Portinari, Cândido
Portinari, Cândido
(kän`dēthō pôrtēnä`rē), 1903–62, Brazilian painter. He studied at the National School of Fine Arts in Rio de Janeiro. In 1928 a European fellowship enabled him to visit France, Italy, Spain, and England. Upon his return he broke with his earlier somewhat academic style to paint scenes of Brazilian life, characteristically soft brown in tonality with small figures schematically represented by flecks of color and play of light. His painting Coffee (1935; National Museum of Fine Arts, Rio de Janeiro) revealed an interest in the expression of plastic form that became a dominant factor in his subsequent works. Portinari turned (c.1940) to a more fluid and expressionistic style, touched with surrealism, as in the series of frescoes in the Hispanic Foundation, and the Library of Congress and in paintings such as the Scarecrow (Mus. of Modern Art, New York City). In 1955 he executed two large murals of War and Peace for the United Nations General Assembly Building, New York City.Portinari, Cândido
Born Dec. 29, 1903, in Brodósqui, São Paulo; died Feb. 7, 1962, in Rio de Janeiro. Brazilian painter and graphic artist.
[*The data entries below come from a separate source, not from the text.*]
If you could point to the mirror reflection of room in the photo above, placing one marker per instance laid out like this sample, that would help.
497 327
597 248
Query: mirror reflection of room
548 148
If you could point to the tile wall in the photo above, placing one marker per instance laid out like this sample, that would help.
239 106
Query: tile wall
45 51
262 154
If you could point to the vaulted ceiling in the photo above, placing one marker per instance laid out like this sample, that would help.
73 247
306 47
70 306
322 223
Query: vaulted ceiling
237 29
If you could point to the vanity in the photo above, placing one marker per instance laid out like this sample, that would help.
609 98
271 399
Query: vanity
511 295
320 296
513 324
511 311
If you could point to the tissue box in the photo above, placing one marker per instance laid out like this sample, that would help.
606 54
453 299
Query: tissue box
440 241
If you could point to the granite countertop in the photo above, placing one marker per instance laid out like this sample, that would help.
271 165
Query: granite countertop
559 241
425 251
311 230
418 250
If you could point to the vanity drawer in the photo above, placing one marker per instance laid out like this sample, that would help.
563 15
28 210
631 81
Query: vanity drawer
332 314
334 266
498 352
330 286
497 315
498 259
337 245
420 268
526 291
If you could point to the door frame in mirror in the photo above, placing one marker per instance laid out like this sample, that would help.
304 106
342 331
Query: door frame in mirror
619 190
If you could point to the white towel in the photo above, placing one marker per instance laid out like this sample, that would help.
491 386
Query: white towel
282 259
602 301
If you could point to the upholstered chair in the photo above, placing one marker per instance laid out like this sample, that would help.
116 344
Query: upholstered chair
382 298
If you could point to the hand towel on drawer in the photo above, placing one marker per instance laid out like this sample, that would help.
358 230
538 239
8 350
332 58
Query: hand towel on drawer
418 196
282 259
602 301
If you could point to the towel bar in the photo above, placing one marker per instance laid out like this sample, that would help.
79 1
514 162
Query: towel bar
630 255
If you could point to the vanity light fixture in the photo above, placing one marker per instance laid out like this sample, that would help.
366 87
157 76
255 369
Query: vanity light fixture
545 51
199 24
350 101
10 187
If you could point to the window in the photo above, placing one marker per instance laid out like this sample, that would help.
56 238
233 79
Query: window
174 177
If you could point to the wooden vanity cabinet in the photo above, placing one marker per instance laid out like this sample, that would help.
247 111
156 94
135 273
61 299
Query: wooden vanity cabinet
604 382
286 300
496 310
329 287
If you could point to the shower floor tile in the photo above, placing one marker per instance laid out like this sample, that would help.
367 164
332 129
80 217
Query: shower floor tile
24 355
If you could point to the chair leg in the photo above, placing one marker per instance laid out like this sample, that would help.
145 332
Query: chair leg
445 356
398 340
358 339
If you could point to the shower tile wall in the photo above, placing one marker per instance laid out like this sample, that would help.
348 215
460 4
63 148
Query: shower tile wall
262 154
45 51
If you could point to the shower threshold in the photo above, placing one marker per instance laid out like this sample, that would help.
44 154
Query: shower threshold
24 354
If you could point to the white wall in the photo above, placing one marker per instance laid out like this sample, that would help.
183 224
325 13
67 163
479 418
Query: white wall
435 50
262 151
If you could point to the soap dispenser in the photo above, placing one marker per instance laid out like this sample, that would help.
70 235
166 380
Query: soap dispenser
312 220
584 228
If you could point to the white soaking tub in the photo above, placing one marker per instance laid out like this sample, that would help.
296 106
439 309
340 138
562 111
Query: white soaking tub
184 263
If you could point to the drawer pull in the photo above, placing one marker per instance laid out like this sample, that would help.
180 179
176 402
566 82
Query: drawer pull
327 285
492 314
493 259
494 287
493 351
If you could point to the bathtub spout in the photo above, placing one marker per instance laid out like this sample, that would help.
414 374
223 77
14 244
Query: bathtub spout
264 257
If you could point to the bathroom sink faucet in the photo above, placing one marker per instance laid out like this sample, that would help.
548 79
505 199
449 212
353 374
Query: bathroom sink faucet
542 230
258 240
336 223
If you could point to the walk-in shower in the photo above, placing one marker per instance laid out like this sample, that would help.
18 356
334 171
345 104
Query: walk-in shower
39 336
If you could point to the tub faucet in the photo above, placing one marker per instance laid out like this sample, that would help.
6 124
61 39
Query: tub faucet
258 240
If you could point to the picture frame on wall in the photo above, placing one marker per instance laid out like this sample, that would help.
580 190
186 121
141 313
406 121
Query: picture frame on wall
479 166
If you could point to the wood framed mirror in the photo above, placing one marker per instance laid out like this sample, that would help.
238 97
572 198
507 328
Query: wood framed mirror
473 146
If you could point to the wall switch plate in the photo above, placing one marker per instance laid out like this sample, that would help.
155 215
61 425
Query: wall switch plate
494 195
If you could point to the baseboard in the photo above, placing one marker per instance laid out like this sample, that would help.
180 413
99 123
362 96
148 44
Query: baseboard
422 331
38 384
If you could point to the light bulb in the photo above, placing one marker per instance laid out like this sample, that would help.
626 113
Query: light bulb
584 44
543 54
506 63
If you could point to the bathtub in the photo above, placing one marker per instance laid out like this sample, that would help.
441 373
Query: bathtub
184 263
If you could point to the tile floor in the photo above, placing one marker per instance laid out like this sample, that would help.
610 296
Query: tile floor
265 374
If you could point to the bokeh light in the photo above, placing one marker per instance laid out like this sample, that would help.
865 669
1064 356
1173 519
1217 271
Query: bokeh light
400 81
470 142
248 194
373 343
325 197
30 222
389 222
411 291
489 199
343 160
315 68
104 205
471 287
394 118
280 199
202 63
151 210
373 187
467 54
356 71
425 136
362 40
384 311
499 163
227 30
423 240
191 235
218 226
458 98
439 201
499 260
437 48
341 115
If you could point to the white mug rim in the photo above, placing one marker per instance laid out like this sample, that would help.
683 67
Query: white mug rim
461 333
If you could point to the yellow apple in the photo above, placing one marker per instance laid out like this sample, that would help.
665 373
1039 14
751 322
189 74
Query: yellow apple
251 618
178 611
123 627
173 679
Portinari, the son of an Italian farmhand, attended the National School of Fine Arts in Rio de Janeiro from 1918 to 1928. He spent the following two years in Europe, where he came under the influence of expressionism, surrealism, and the work of Picasso. Beginning in the mid-1930’s, Portinari devoted himself to the realistic portrayal of the life of the common people— Indians, Negroes, farmhands, and the inhabitants of favelas (slums). He often endowed his figures with a lofty and heroic character. His works are marked by powerful generalized forms, soft chiaroscuro, and precise line. Portinari produced easel paintings (Coffee, 1935; Portrait of R. Rolland, 1936), cycles of paintings (Refugees, 1945), murals (at the Ministry of Education in Rio de Janeiro, 1936–45; at the Library of Congress in Washington, D.C., 1941; at a college in the city of Cataguases, 1948— 49), large panels (War and Peace, 1955, United Nations, New York), and numerous prints.
Portinari was a university professor in Rio de Janeiro from 1936 to 1939. He was awarded national prizes and the International Peace Prize (1950).